Küçük hesapların partisi olmadıklarını anlatan Bayraktar, şöyle konuştu: "Biz Fatih'in izini sürüyoruz. Osman Gazinin izini sürüyoruz. Onun için sıradan bir sayasi parti değil ve bir siyasi teşekkül değiliz. Yeniden büyük Türkiye'yi kurma, dünyaya huzur getirmenin adımlarını atıyoruz. On yıldır iktidardayız. Bu millet bize çamur atmaya kalkanlara hadi ordan diyor. Bu millet biliyor bu bütçenin yüzde 6’sı aldığımız kredinin faizine gidiyordu. Hortumlar kesildi. Önümüzdeki seçimlerde mutlaka gece gündüz çalışmalıyız. Kişi başına gelirimizi 17 bin dolara çıktıktan sonra Türkiye’yi kimse tutamaz .Bütün meselemiz şu kritik eşiği aşalım. Birinci cihan harbini istiklal harbini yaparken boğazda kadeh tokuşturanlar millete efendilik tasladılar. Millet asker versin, vergi versin, kenarda dursun birşeye karışmasın. Menderes yeter söz milletin dedi. Milletimiz de yeter söz de karar da milletin dedi. Şimdi hazmedemiyorlar, başörtülüler üniversiteye gidiyor hazmedemiyorlar. Lafla bize nifak sokmaya çalışıyorlar, biz kendimizle dertleşebilir, münakaşa edebiliriz ama asla hesaplaşma yapmayız. Helalleşiriz, yolumuza devam ederiz. Bunu Allahın izniyle yapacağız. Türkiye’nin 81 vilayeti 75 milyon nüfusu kardeş olmak bayrağı daha yükseklere taşımak, millet ve vatan milletiyetçiliği, üretim milliyetçiliği yapmak daha çok çalışarak milleti efendi yaparak bu millet başaracak biz yolumuz aldık."

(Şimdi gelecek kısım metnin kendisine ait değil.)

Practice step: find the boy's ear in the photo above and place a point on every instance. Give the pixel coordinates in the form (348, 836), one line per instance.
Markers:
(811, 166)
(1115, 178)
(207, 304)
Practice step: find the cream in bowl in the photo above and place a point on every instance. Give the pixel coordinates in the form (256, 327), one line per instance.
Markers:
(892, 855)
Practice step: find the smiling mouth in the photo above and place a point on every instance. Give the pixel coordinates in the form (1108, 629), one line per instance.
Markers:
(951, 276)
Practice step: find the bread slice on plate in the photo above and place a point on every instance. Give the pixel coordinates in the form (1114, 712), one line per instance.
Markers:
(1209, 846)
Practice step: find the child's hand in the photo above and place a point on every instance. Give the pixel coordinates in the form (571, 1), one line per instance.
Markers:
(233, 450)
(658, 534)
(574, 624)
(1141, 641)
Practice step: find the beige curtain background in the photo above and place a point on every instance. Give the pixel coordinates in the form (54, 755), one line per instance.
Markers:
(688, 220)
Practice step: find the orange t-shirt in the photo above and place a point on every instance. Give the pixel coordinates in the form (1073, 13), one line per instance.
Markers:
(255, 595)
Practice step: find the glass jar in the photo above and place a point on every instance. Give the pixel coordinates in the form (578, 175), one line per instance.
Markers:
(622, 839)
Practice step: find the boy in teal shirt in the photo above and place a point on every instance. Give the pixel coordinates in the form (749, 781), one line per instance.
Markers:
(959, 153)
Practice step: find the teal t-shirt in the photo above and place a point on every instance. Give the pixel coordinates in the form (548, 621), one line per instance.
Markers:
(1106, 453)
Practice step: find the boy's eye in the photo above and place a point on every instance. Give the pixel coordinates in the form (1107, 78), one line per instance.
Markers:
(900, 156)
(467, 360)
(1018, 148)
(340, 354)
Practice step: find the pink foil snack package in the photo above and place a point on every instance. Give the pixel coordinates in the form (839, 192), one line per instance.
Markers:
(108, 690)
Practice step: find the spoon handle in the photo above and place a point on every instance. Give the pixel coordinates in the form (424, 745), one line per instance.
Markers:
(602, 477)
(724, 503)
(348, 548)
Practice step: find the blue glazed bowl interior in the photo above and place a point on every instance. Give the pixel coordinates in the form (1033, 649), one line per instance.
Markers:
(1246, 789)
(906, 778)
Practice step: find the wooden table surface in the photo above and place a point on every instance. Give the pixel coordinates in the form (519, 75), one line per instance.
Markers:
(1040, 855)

TÜRKİYE'Yİ TERÖR BELASINDAN KURTARACAĞIZ

Bakan Bayraktar, konuşmasının son bölümünde terör olaylarına değinerek şunları söyledi: "Türkiye’de büyük bir terör belesı var. İnşallah bu memleketi terör belasından kurtaracağız. Terör şu anda çırpınıyor. Bu memlekette kardeşlik duygusu arttılacak. Bu memlekette Türkiye Cumhuriyeti nufus cüzdanı taşıyan herkes, bu millete vatandaşlık duygusuyla bağlı olacak. Türkiye Cumhuriyeti nufus cüzdanını taşıyıp da kanında, sütünde bozukluk olmayan PKK'ya destek olmaz, dağa çıkmaz. Avrupa Birliği bize yalvaracak. Bunun ayak izlerini şimdiden görüyorsunuz. Şu anda Almanya'daki kardeşlerimiz büyüklerimiz ne diyor. Almanya artık sıkıntıda. Yunanistan batacak. Zaman zaman ver bana 20-30 milyar dolar diyor. Bıktı usandı. Almanya bunu ne zamana kadar taşıyacak, tşıyamaz. Almanya buradaki PKK'yı desteklemekten vazgeçsin. Orada kendi belası ona yeter. Avrupa'da işsizlik aldı başını gidiyor. Onun için gelecek Türkiye'nindir."

Konuşmaların ardından Bakan Bayraktar, Kurtulmuş ve Soylu'ya kemençe hediye etti. Soylu ve Kurtulmuş, DP ve HAS Parti'den AK Parti'ye katılan eski milletvekili, il başkanı ve parti üyelerine AK Parti rozeti taktı.